Forms Required. You need to submit an I-130 (Petition for Alien Relative) along with a I-485 (Adjustment of Status Application), a G-325A (Biographic Data form), an I-864 (Affidavit of Support), and an I-765 (Employment Authorization) . The Bureau’s filing fees are currently $745.00, including the fingerprint fee and fee for employment authorization. Employment authorization is usually granted within three to four months of submission of the application. Besides these governmental forms, you and your sponsor will be required to submit your own supporting documentation. Although Chicago Immigration Advocates assists its clients with consular processing, i.e., when you and/or your spouse lives outside the country – the forms and procedures are different – it is not discussed here.

Immediate Relatives – Parents & Children. (A) Parents. Parents can be sponsored by their U.S. Citizen children if the child is over the age of 21. Overstay rules are the same as for spouses. (B) Children.
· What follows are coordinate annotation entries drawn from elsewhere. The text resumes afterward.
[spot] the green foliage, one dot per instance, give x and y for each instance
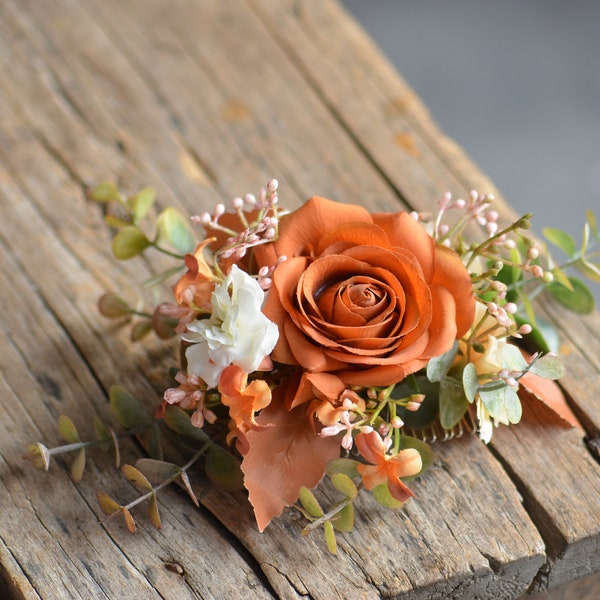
(381, 493)
(452, 402)
(130, 241)
(172, 228)
(223, 469)
(577, 299)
Children of U.S. citizen parents can be sponsored if the child is under the age of 21. Overstay rules are the same as for spouses. See, Petition/Application & Document Requirements.

Preference Categories.

First Preference. Unmarried people who have at least one U.S. citizen parent.

Second Preference. Sponsored by Legal Permanent Residents. (2A) Spouses and children under 21 years old of Legal Permanent Residents; (2B) Unmarried sons and daughters of Legal Permanent Residents who are at least 21 years old.

Third Preference. Married people, any age, who have at least one U.S. citizen parent.

Fourth Preference. Sisters and brothers of U.S. citizens, where the U.S. citizen is 21 years or older.

If you are in one of these preference categories, then there is a quota that applies, requiring you to abide by a “priority date.” These priority dates are published by the U.S. Department of State. See, Priority Dates. For example, if your priority date is May, 1992, and you apply now, then you know that you have to wait 14 years, if all things stay equal. This is only an estimate.

Regarding “accompanying relatives,” i.e., spouses, brothers, sisters of a person being sponsored. The concept of accompanying relatives applies only to the Preference Categories, not the Immediate Relative category. This means that a U.S. citizen cannot sponsor more than one person, per application, as an Immediate Relative. For example, let’s say you have a U.S. citizen child who wishes to sponsor you and your wife, who is the natural mother to your child. First, in this instance, your U.S. citizen child will be required to file two separate applications, one for you and the other for your wife. You and your are wife immediate relatives to your child, and because your U.S. citizen child sponsors you, it does not mean that you can take your wife as an accompanying relative. If, further, you presume that you have two younger children, who are non-U.S. citizens, then those children cannot be sponsored except as a fourth preference. Further, a brother or sister is not considered an immediate relative, and in the immediate relative application sponsoring you, only you, and no one else, can be sponsored.